Artificial intelligence (AI), machine learning, and edge computing are driving unprecedented demand for high-performance, energy-efficient computing hardware, while electronic accelerators face limitations in speed, scalability, and energy consumption as transistor scaling slows down. Neuromorphic photonics has emerged as a compelling approach to overcome these barriers by harnessing the inherent parallelism, high bandwidth, and ultrafast response of light.

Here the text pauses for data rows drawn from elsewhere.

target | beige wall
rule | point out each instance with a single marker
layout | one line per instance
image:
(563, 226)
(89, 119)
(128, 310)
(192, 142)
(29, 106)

Recent advances in silicon photonic devices, heterogeneous integration, and novel optical materials such as barium titanate (BTO) and two-dimensional materials (e.g., MoS₂, graphene) are enabling compact, CMOS-compatible photonic computing systems that deliver high-speed, low-latency, and energy-efficient information processing, supporting next-generation capabilities in AI acceleration, signal processing, sensing, and LIDAR.

This workshop aims to bring together experts from academia, research institutes, and industry to explore challenges, technological enablers, and future directions in neuromorphic photonics, while also identifying opportunities for deeper cooperation in next-generation computing and communication systems.

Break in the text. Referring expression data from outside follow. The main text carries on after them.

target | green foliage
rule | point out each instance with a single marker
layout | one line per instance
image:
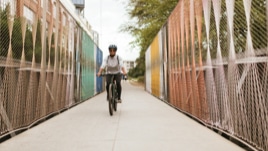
(148, 17)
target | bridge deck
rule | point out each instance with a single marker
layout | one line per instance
(142, 123)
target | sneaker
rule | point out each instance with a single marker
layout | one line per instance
(119, 101)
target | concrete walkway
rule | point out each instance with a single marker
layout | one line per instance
(142, 123)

Key topics include emerging photonic device technologies, MEMS and phase-change devices, heterogeneous integration of InP with silicon photonics, novel materials, on-chip photonic interconnects, photonic neural network architectures, AI accelerators, photonic LIDAR, signal processing systems, and cross-layer optimization between algorithms, hardware, and photonic circuits.

The workshop is organised by Miltiadis Moralis-Pegios (AUTH, Greece), Kyoungsik Yu (KAIST, Republic of Korea), and Ruud Oldenbeuving (IMEC, Netherlands).